James Quick did the rest. If you're looking for a bright spot in the game, put Quick front and center. If the Cards couldn't win the battle in the trenches, they went up and over FIU, and Quick became the kind of deep threat fans have hoped he would be since he signed with U of L out of Trinity High School.

Quick recorded a career-high seven catches for a career-best 174 yards and two scores. It was the most yards for a Cardinal receiver since Arnold Jackson had 174 against Cincinnati in 1999. He added 61 yards on seven punt returns for 235 all-purpose yards.

His game-breaking TD catch, after tangling with a defender, then spinning away from him and running down the sideline for a 74-yard reception. Quick has emerged as much as any receiver in practice during the absence of DeVante Parker.

The absence of Parker, as expected, has had an effect on every aspect of U of L's offense. He was the one player opposing defenses had to build game plans around, could draw extra attention in the pass game, and was central to many things Petrino wanted to do from a formation and scheme standpoint. Without him, things are more difficult for this team. His return will help the offense, but there's no way of knowing quite when that will happen, nor how effective he will be coming off the injury.

Meanwhile, it's perhaps the surprise of the season that the defense continues to lead the way for the Cardinals. It's the opposite of what most expected after the Cards lost so many defensive starters.

In fact, the defense is the unit that looks the most ready for those high-level ACC matchups that lay ahead.

It's hard to believe, but Holliman made his first start of the season at safety, and has become a true playmaker in the secondary, leading the nation with five interceptions.

The Cards also got a career high eight tackles from defensive tackle Sheldon Rankins.

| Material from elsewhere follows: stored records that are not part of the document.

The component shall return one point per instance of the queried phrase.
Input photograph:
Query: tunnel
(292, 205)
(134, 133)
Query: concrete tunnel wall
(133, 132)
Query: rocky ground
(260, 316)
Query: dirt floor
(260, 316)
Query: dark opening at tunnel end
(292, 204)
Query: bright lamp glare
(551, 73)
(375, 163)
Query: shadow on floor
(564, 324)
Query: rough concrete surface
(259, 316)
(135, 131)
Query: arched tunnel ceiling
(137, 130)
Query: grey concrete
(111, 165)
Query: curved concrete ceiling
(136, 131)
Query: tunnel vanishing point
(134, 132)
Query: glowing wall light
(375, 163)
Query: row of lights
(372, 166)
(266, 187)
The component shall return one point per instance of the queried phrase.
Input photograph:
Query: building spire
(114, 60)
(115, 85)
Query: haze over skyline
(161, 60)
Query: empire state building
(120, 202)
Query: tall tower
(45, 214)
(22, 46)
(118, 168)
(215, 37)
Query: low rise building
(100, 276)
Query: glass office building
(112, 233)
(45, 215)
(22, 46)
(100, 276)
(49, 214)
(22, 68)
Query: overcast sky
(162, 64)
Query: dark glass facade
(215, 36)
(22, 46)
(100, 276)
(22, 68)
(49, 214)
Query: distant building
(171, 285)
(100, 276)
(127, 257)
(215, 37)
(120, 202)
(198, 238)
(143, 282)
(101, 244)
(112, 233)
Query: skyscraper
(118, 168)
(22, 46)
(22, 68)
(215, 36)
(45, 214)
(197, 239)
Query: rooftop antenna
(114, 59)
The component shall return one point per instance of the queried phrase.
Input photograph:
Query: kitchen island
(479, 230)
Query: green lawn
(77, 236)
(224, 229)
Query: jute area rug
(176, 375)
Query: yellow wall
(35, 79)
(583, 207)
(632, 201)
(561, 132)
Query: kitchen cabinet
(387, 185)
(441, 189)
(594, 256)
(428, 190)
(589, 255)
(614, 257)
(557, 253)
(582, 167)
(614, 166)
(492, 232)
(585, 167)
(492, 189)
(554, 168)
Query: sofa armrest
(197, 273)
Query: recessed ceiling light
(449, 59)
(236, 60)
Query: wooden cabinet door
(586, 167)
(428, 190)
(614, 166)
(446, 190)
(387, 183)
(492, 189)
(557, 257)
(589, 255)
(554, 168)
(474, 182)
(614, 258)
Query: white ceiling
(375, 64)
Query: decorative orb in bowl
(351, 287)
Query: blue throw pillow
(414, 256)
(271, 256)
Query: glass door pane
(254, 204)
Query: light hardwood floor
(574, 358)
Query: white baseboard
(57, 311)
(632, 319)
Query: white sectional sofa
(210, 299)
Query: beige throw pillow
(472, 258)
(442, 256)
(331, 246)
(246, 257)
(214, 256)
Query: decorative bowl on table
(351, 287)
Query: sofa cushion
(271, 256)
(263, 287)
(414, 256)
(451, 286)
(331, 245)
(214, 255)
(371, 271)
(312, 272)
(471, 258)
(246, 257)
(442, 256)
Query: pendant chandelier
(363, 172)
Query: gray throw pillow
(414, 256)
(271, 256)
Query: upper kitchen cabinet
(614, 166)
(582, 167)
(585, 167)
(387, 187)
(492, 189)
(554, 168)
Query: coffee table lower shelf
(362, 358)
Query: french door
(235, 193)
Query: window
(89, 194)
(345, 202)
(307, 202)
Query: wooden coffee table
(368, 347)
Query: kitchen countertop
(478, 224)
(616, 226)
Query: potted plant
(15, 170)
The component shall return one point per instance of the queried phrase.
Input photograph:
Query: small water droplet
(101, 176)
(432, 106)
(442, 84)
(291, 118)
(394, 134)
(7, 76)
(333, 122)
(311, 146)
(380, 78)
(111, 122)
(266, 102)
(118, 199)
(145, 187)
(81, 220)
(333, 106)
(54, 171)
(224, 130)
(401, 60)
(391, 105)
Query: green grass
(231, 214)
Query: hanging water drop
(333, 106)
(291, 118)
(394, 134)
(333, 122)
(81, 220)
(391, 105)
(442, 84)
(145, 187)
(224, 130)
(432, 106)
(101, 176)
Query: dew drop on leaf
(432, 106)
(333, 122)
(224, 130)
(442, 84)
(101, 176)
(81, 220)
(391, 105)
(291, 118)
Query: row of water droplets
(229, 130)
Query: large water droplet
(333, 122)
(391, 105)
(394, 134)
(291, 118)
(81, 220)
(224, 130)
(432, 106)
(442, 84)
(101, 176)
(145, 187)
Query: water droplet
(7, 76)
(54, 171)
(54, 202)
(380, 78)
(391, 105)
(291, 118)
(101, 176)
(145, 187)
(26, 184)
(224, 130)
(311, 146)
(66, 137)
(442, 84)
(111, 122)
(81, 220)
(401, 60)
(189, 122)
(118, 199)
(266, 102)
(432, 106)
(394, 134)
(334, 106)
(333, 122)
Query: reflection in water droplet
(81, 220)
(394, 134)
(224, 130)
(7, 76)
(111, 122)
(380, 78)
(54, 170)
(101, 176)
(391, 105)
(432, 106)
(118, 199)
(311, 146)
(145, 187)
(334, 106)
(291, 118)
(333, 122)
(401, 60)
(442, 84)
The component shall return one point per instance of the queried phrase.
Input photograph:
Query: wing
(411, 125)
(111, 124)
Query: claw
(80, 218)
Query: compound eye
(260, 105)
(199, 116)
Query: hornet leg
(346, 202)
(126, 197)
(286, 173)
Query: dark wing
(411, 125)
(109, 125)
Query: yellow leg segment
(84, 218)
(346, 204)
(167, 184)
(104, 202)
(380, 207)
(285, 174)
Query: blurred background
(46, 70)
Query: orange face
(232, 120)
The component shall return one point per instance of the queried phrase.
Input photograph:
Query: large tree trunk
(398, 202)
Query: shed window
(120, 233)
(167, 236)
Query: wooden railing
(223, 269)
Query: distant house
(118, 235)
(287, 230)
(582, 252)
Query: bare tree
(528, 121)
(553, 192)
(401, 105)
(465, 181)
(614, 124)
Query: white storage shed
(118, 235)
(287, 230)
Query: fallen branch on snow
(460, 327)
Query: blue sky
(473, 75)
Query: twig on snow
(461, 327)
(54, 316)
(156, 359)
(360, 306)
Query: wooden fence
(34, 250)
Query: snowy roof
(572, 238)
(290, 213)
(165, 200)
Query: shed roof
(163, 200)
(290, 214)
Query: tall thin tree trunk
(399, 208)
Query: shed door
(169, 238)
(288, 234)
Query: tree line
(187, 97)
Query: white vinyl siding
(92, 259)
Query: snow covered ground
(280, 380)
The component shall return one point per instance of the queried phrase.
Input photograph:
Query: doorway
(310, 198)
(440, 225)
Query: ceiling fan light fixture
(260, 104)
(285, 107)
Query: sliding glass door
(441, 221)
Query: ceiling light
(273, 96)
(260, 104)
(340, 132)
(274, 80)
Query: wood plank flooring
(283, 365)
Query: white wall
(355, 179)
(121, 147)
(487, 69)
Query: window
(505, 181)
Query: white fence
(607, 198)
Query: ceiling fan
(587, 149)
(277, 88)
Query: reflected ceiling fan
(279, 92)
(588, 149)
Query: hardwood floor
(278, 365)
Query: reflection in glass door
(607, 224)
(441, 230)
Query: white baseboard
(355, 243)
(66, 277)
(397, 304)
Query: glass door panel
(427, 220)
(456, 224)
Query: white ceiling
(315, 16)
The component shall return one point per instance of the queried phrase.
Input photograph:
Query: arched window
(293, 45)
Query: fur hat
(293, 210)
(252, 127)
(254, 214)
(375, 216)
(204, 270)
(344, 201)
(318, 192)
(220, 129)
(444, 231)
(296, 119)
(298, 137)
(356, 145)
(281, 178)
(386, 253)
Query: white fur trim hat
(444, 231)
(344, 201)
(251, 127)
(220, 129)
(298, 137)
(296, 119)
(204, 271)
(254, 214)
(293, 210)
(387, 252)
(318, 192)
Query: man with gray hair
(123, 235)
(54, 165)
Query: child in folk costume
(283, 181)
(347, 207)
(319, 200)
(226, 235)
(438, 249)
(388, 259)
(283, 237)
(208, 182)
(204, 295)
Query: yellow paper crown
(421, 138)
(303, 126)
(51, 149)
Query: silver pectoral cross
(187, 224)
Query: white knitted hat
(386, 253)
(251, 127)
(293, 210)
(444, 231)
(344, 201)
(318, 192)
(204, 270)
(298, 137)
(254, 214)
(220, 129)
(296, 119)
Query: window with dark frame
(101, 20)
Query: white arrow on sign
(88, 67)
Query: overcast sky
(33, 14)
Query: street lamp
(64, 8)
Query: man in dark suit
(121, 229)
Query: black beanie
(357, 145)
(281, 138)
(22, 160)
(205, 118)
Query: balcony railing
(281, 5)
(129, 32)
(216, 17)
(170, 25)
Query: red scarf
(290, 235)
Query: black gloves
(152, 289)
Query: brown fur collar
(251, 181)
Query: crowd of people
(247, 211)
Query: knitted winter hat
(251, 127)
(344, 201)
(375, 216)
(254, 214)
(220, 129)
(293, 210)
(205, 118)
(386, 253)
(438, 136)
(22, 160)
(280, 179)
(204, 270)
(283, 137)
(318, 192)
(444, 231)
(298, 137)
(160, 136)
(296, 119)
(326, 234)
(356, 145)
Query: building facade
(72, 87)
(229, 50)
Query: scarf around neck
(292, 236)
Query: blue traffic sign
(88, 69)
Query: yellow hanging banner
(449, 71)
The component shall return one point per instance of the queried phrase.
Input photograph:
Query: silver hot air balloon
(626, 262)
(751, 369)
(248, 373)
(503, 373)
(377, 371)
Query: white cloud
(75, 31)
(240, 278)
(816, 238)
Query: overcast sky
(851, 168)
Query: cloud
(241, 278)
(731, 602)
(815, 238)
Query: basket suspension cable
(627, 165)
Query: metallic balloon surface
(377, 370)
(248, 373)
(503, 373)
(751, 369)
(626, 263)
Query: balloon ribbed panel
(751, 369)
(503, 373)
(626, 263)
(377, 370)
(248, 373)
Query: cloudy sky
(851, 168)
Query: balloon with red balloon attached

U of L now ranks seventh nationally in total defense -- sixth against the run, 26th against the pass. The Cards are No. 12 in scoring defense, fifth in scoring defense and No. 3 nationally in opponent third-down percentage.

Maybe it's not a surprise, following a coaching staff who's No. 1 priority was "win with defense," but at this point, Petrino will take it. The defense is achieving with a new cast, and some important holdovers.

Offensively, the Cards are 93rd in rushing offense -- and they've not played powerhouse defenses. They've given up 12 sacks in four games -- only seven teams in the nation have given up more (one of them is FIU, another is Wake Forest, Saturday's opponent).

The Cards are No. 112 in tackles for loss allowed, 28 in four games.

Don't expect Petrino to abandon the running game -- not with the stable of running backs he has. Michael Dyer made his season debut Saturday, carrying eight times for 16 yards, but he left the game with a limp, and afterward Petrino said he still needs some "freshening up," meaning he needs to get his game conditioning back.

In Wake Forest this Saturday and Syracuse the following Friday, the Cards have games they're expected to win. But after the past two performances, against Virginia and FIU, those don't look to be easy wins, by any stretch.

The good news for the Cards is that they still have time to find some answers -- before the big boys start coming up on the schedule in October.